A Letter to John Francis Foster…
Hey, Dad, I just realized while looking at my day planner the other day that you’ve been gone for 49 years.
Somehow it doesn’t seem right that you only lived 47 years.
I guess it’s strange to consider you’ve been dead for more years than you were alive.
Wow!
Somehow, I can’t help but believe you’ve been observing things since that fateful October 13th in 1969 (Friday the 13th, by the way), but I felt like I ought to reach out to you today.
I’ve been married to that big-eyed little gal Geneva for nearly 50 years.
I remember when she said she wanted to show you her engagement ring and didn’t want/need me there.
My Mom and I weren’t sure she’d go downstairs to see you.
You’d love her.
She’s so artistic!
I catch myself wondering some of the amazing things the two of you might have created together.
Remember when you made that large replica of the moon out of paper mache`?
It was complete with all the craters and such, painted with a phosphorus paint so it would glow in the dark and covered in glass beads?
Neav is good at coming up with things like that.
You should see some of the things she’s created.
Sure wish I knew where your model of the Rock of Gibraltar wound up.
There’s no place in our house where we could display it since it stood over 3 feet tall but that big, gold thing that you created out of paper mache`and coat hangers served the old Prudential Insurance Company office in Mansfield, OH well for many years.
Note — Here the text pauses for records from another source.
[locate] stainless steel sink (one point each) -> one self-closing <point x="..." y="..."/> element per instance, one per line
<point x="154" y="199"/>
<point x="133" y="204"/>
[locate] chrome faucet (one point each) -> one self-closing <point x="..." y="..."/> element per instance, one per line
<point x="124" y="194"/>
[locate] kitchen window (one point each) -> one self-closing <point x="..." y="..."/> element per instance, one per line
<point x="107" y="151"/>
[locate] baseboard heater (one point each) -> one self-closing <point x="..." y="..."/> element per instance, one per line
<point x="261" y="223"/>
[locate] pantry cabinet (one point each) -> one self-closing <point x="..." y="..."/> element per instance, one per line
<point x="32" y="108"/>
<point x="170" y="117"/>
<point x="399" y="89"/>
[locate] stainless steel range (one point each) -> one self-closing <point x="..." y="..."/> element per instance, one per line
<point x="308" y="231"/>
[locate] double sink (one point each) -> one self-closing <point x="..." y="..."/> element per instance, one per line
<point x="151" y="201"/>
I thought about that rocket you made out of carpet tubes.
Wepainted it selver with a red nose cone.
Remember that year we attached it to the chimney on our roof and you stuck Santa on it?
Straight out of the 60’s!
Gosh, I have a grandson older now that I was when you passed.
Ho0w can that be?
You’d have 5 great grandchildren to spoil and the fact that 3 of them are guys would show you we broke the “girl’s only” streak on our side of the family.
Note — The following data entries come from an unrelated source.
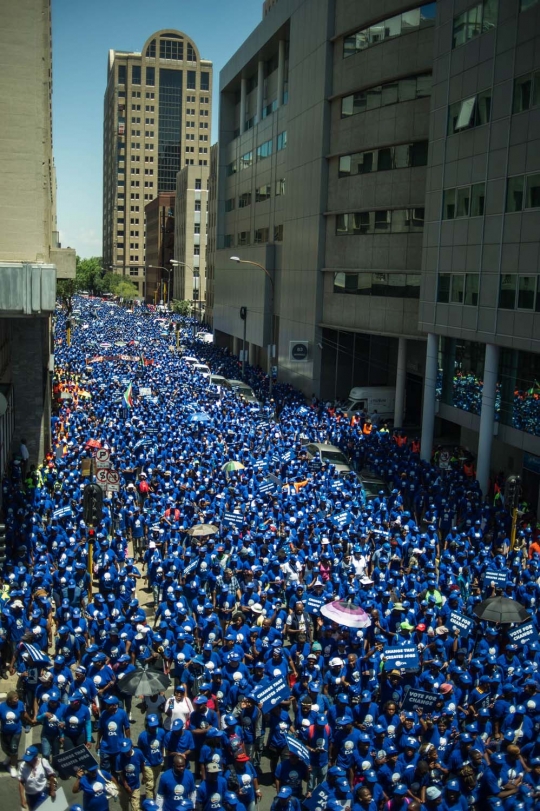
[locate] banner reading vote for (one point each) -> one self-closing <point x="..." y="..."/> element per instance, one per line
<point x="460" y="622"/>
<point x="297" y="748"/>
<point x="523" y="634"/>
<point x="401" y="657"/>
<point x="271" y="694"/>
<point x="419" y="698"/>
I think you’d really enjoy our daughters because they are truly “Fosters”.
We actually had 3 but daughter Karey only lived 17 days and passed but that’s something you and Mom could relate to.
Nikki and Stacey are as different as they can be but you’d get a kick out of family gatherings and the lively talk that always happens.
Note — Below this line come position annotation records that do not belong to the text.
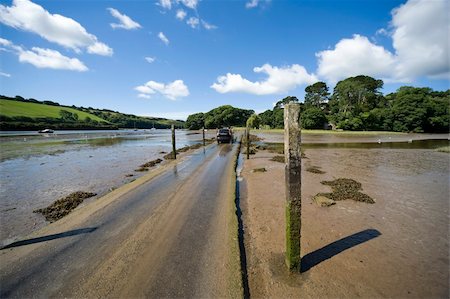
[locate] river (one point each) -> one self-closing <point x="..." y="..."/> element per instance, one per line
<point x="37" y="169"/>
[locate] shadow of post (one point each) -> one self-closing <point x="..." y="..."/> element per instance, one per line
<point x="50" y="237"/>
<point x="316" y="257"/>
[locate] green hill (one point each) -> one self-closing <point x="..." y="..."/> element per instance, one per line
<point x="11" y="108"/>
<point x="30" y="114"/>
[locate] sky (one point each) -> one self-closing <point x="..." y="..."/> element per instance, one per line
<point x="172" y="58"/>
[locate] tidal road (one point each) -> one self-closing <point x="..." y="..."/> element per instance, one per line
<point x="170" y="236"/>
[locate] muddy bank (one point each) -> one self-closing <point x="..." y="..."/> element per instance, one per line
<point x="36" y="170"/>
<point x="352" y="249"/>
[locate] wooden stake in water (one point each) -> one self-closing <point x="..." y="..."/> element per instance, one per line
<point x="292" y="154"/>
<point x="247" y="137"/>
<point x="204" y="141"/>
<point x="174" y="150"/>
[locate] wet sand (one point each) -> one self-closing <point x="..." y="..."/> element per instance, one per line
<point x="397" y="247"/>
<point x="37" y="170"/>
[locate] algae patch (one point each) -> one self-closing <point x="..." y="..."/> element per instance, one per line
<point x="315" y="169"/>
<point x="278" y="159"/>
<point x="344" y="189"/>
<point x="64" y="206"/>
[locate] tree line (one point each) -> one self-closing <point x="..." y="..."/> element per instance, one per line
<point x="358" y="104"/>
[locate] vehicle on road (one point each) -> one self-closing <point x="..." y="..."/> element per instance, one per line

They both have good husbands who are good fathers and good guys but they’re also as different as their wives, our daughters.
I never forget coming home from Texas and USAF basic training when you died.
I was a “slick-sleeve” Airman Basic when I had an Army general stand next to me at the airport in the restroom.
He noted my uniform and said, “Troubles at home, Airman?”
“Sir, yes Sir!” I replied while standing before the porcelain facility.
“Well, I wish you luck, Airman”, was all he said.
He knew.
My guess is I wasn’t the first “soldier” he encountered on his way home after a death in the family.
Uncle Gene picked mey up that night at the Columbus, OH airport and he had Neav with him.
He was so distraught with your passing that he drove the entire way with a dead fly on one of the lenses of his glasses.
I was so glad to see my fiance` but I couldn’t be happy because you were gone.
When I got home, Mom told me how they found you on the back step where you sat to take a break from mowing the lawn.
I knew it was sudden because I heard there was an unfinished beer nearby.
That’s always a sure sign.
Mom said you told her you had planned to write a letter to me that day.
It was that possibility which made going back to basic training after emergency leave a bit more tolerable.
I remember dashing off to the mail room when I arrived in San Antonio.
But, there was no letter waiting for me.
Gotta tell you that might have been the lowest moment of my life.
No hoped-for letter from you and lots of miles between me and my fiance` who I now missed more than ever.
Plus basic training to finish.
I felt like I had to look up to see bottom.
You probably knew that Neav and I would be married but your passing expedited that timeline just a bit.
We got married about 10 weeks after you died.
So, here I sit, 49 years later, way older than you were and I catch myself thinking.
Would you be proud of me?
I think you would have been virtually intolerable talking about your son, “the one on the radio”.
You would be 97 next year.
I try to imagine what that would look like or be like.
But I always see that image of the sun-reddened guy on Pelee Island with that damned blue, red and white tam you always wore there.
Dad, they’re making available a never finished Sinatra recording of “Lush Life” on a re- released Frank Sinatra Sings For Only the Lonely album.
Sure’d be nice to listen it on the juke box while sipping a few cold brews with you at the Golden Key, Dad.